Apakah ada harapan untuk pertikaian Israel-Palestina pada 2022?
OPINION

Apakah ada harapan untuk pertikaian Israel-Palestina pada 2022?

Proyek kolonial Israel di Palestina tidak pernah tentang kehadiran Israel sementara. Dalam 54 tahun sejak pendudukannya di Tepi Barat, Yerusalem Timur dan Jalur Gaza, Israel telah bergerak maju dengan pencaplokan de jure atas bagian-bagian integral dari Palestina yang diduduki.

Solusi pilihan masyarakat internasional untuk konflik Israel-Palestina adalah solusi dua negara, yang pada dasarnya mengusulkan dua negara berdaulat untuk dua bangsa.
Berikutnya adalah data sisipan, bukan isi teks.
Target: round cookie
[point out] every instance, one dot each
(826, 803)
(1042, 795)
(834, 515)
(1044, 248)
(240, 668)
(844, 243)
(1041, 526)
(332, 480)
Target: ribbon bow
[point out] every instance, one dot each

Namun, seiring berjalannya waktu, solusi pilihan ini menjadi semakin sulit untuk diterapkan, karena kondisi di lapangan berubah secara dramatis dari hari ke hari.

Status quo adalah kenyataan saat ini dan tampaknya akan tetap berlaku tidak hanya untuk tahun 2022 tetapi untuk tahun-tahun mendatang, selama masyarakat internasional tidak mengambil langkah-langkah serius untuk menyelesaikan konflik ini.
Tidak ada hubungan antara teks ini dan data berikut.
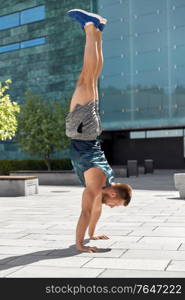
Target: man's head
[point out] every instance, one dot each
(118, 194)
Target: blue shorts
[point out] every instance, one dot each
(88, 154)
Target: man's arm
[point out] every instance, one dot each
(95, 215)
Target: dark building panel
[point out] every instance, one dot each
(167, 153)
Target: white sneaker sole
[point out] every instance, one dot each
(101, 19)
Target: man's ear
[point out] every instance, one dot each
(113, 194)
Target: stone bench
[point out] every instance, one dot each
(13, 186)
(179, 179)
(65, 177)
(148, 166)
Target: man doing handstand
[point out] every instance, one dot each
(83, 126)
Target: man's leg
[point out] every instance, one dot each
(94, 179)
(100, 62)
(85, 88)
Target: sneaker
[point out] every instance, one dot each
(84, 17)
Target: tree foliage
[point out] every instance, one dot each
(41, 127)
(8, 113)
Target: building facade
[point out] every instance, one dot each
(142, 83)
(40, 49)
(142, 90)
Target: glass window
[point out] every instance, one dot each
(8, 48)
(34, 42)
(143, 76)
(33, 14)
(9, 21)
(164, 133)
(24, 44)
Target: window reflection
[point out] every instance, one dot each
(147, 83)
(25, 44)
(8, 48)
(32, 14)
(23, 17)
(9, 21)
(33, 42)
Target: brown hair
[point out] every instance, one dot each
(124, 191)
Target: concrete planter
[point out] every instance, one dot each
(14, 186)
(66, 177)
(179, 180)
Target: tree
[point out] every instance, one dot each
(8, 113)
(41, 127)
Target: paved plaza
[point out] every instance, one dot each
(147, 238)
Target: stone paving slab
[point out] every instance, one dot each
(134, 264)
(140, 274)
(49, 261)
(48, 271)
(176, 265)
(147, 238)
(154, 254)
(147, 246)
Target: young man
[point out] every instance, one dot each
(83, 127)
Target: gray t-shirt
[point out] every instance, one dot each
(83, 122)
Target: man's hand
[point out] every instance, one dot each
(87, 249)
(99, 237)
Pendudukan Israel terus berlanjut, pemukiman di Yerusalem Timur dan Tepi Barat berkembang pesat, serangan pemukim menyebar dengan gencar, penghancuran dan penggusuran rumah warga Palestina semakin banyak dilakukan dan Otoritas Palestina (PA) tetap rapuh dan dengan kekuatan terbatas.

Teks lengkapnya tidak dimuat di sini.